What would you think if a company you did business with said cutting 2,000 customer service jobs would have NO impact on the service they provided?
My 1st reaction was – you’re crazy! Cuts of this magnitude (about 6% of Sprint) must impact their customers. My 2nd reaction was – if true, things must be extremely bleak. After considering further, I’m certain both things are true.
- Things are bleak – Sprint ranks at or near the bottom of all wireless carriers according to the 2015 Temkin Experience Ratings. The news doesn’t get better if you consult J. D. Power ratings.
- Customers will be impacted – After shedding 2,000 people, Sprint’s solution is to urge “customers to handle routine inquiries… online or through the Sprint Zone app.” Do it yourself?! Transitioning inquiries to a process cost-effective for Sprint rather than one which is convenient for consumers spells disaster for Sprint.
These must be desperate times for Sprint because they are committing a cardinal sin in the customer experience world (i.e. business world) by distancing themselves from their customers. If your company’s basic product or service just doesn’t work, the only hope to sustain the business is to maintain and nurture customer relationships. This won’t happen online or with an app. More likely it will increase frustration and churn (subscriber losses) simultaneously.
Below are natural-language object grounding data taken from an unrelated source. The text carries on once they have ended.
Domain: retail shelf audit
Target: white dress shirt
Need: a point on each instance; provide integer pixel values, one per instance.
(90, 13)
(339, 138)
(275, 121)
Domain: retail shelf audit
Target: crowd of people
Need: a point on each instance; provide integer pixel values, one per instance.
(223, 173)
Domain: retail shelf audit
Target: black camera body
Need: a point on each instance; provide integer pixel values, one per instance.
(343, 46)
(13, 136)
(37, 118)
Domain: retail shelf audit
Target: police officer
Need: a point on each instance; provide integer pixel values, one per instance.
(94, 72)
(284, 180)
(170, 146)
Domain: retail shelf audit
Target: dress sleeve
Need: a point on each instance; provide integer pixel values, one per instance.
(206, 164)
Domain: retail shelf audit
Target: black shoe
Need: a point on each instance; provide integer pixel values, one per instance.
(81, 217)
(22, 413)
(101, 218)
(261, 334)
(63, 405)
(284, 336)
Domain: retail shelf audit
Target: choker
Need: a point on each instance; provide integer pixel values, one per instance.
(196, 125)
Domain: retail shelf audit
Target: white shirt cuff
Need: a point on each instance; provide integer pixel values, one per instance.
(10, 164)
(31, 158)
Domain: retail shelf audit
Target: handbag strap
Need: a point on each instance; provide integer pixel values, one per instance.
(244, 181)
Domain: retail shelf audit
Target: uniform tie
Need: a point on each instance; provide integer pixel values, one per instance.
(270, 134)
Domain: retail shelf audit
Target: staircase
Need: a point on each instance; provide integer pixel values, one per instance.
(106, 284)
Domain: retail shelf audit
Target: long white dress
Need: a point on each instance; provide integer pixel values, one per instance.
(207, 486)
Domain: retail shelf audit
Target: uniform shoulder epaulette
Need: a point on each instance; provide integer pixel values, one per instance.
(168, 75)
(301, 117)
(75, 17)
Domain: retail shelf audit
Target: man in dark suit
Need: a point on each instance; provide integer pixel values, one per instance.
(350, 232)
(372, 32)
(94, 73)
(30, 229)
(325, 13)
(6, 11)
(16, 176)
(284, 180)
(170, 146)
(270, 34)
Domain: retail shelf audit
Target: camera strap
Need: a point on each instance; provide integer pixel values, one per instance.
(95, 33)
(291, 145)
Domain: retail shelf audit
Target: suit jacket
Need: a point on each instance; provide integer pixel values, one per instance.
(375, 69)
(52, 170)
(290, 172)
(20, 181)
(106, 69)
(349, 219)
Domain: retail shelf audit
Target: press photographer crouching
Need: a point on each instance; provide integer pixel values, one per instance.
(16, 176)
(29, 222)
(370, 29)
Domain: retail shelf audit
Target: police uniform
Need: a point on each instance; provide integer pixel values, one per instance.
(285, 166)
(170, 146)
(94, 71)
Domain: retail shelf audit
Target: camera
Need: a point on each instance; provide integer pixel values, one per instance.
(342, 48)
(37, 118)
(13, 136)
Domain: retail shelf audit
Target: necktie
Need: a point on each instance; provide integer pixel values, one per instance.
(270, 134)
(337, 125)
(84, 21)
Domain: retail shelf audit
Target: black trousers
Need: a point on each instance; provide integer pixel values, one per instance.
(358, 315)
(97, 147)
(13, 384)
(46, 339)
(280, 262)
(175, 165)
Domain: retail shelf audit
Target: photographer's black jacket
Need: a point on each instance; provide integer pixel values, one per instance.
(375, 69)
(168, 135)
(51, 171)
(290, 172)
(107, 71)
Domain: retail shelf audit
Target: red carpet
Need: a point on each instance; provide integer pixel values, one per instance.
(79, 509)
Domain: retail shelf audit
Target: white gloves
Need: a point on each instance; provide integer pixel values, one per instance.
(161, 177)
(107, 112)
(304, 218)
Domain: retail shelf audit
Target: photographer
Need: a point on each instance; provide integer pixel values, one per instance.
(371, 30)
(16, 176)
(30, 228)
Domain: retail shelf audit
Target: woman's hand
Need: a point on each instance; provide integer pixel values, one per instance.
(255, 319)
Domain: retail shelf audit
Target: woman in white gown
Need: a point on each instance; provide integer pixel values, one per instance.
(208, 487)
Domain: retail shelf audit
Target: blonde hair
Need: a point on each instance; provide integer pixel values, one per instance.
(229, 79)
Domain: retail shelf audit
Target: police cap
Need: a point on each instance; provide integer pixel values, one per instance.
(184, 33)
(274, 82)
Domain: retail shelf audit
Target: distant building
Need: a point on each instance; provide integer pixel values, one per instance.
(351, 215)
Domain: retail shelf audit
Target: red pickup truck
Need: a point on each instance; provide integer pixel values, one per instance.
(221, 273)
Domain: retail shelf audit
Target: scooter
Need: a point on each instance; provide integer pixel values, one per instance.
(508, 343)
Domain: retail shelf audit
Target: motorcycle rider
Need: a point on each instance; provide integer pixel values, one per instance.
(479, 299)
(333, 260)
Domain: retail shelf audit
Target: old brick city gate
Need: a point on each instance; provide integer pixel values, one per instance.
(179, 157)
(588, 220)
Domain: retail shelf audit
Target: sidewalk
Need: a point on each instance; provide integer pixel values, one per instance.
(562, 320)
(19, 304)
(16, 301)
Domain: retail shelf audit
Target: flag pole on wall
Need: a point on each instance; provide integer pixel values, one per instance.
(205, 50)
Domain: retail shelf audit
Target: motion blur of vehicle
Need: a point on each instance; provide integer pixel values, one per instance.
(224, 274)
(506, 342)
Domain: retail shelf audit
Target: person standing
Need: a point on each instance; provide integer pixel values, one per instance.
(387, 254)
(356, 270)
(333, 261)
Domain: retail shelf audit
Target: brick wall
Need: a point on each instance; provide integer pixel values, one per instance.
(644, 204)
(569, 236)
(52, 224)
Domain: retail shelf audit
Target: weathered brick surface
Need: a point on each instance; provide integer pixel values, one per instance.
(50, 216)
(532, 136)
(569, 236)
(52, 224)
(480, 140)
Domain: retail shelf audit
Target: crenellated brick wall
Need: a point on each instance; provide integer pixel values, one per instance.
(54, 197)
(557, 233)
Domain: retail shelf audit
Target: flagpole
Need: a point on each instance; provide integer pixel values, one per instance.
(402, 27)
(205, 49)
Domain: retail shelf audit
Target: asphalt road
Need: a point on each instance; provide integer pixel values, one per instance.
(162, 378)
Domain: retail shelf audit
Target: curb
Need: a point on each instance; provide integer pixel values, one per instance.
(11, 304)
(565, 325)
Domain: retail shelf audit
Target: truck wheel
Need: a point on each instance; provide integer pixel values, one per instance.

Sprint is in a bind which they’ve made worse by claiming that customers won’t be impacted. Their message will (1) most definitely NOT resonate with reality and (2) erode any trust Sprint’s customers [may have] had. Slashing prices with chainsaws, machetes and the like will buy goodwill for only so long.
The pivot point is to communicate honestly with customers. Sprint’s customers know things are not good. Coming out with an unsupportable claim only makes the situation worse. What do you think? Can Sprint’s low prices compensate for mediocre network performance and an ever-worsening customer experience?